Texto por Marco Fialho
Antes de começar a falar de Milton Bituca Nascimento, documentário dirigido por Flávia Moraes, preciso declarar meu total comprometimento com o tema Milton Nascimento. Inclusive, confesso que aprendi a gostar do mundo ouvindo Milton Nascimento. Ele foi o meu griot ao cantar histórias do meu povo, em especial dos negros e me contou das injustiças, mas também das belezas que econtrou nas andanças que fez pelo nosso país. Hoje viajo para encontrar as suas canções, subo ladeiras e dobro esquinas na esperança de encontrar pessoas que ele tanto falou.

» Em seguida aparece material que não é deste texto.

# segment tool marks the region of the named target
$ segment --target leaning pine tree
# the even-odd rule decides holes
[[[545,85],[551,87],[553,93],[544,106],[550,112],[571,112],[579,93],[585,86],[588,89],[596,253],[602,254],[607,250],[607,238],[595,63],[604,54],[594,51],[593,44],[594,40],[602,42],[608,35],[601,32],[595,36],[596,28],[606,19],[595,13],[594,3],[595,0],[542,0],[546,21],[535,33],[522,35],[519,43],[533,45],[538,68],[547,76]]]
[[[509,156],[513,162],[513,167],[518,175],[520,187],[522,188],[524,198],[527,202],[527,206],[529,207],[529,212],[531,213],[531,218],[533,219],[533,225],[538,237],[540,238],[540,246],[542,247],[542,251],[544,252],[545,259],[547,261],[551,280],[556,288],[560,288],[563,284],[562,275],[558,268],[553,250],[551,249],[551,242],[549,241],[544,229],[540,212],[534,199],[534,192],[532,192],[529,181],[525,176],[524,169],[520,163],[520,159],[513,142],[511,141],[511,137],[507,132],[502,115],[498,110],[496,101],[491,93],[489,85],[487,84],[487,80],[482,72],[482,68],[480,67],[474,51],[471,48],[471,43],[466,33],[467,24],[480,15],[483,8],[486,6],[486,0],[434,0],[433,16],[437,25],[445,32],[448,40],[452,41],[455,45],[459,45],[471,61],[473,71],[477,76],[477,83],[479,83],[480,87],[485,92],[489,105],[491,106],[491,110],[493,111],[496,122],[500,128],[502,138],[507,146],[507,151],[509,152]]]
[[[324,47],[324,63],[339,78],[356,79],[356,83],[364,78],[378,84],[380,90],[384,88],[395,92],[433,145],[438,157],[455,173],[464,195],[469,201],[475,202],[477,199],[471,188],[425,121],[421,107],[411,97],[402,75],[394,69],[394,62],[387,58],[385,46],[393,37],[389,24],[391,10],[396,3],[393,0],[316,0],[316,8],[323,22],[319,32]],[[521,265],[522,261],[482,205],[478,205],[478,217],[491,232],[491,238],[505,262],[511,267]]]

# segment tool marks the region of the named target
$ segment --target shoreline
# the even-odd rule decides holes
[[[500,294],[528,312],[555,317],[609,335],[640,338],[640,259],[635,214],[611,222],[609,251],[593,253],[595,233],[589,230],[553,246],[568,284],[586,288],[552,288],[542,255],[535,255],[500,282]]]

Todas, sempre, ficaram em mim, e nas paisagens que tantas vezes visitei com suas músicas. O que seria de todos nós sem os sonhos que Milton tanto evocou nas suas obras. Escrevi, em 2023, uma crônica sobre Milton e o Clube da Esquina, que pode ser lida no link abaixo:
Por esses fatores acima mencionados, a expectativa para assistir Milton Bituca Nascimento era altíssima, mas o documentário infelizmente fica muito aquém de Milton, do seu talento, da carreira, da poesia e tudo o mais. Falta uma diretriz precisa, um foco. É o acompanhamento do show de encerramento? É o reconhecimento internacional? É o Milton brasileiro? O enigmático e inclassificável compositor? Ao tentar dar conta de tantos Miltons, o filme fica pelo caminho, disperso, reservado apenas a uns poucos bons momentos, quando se tinha em mãos, simplesmente, o maior dos maiores cantores do mundo, um compositor original e uma pessoa extraordinária que poderia dizer tanto sobre si e a música.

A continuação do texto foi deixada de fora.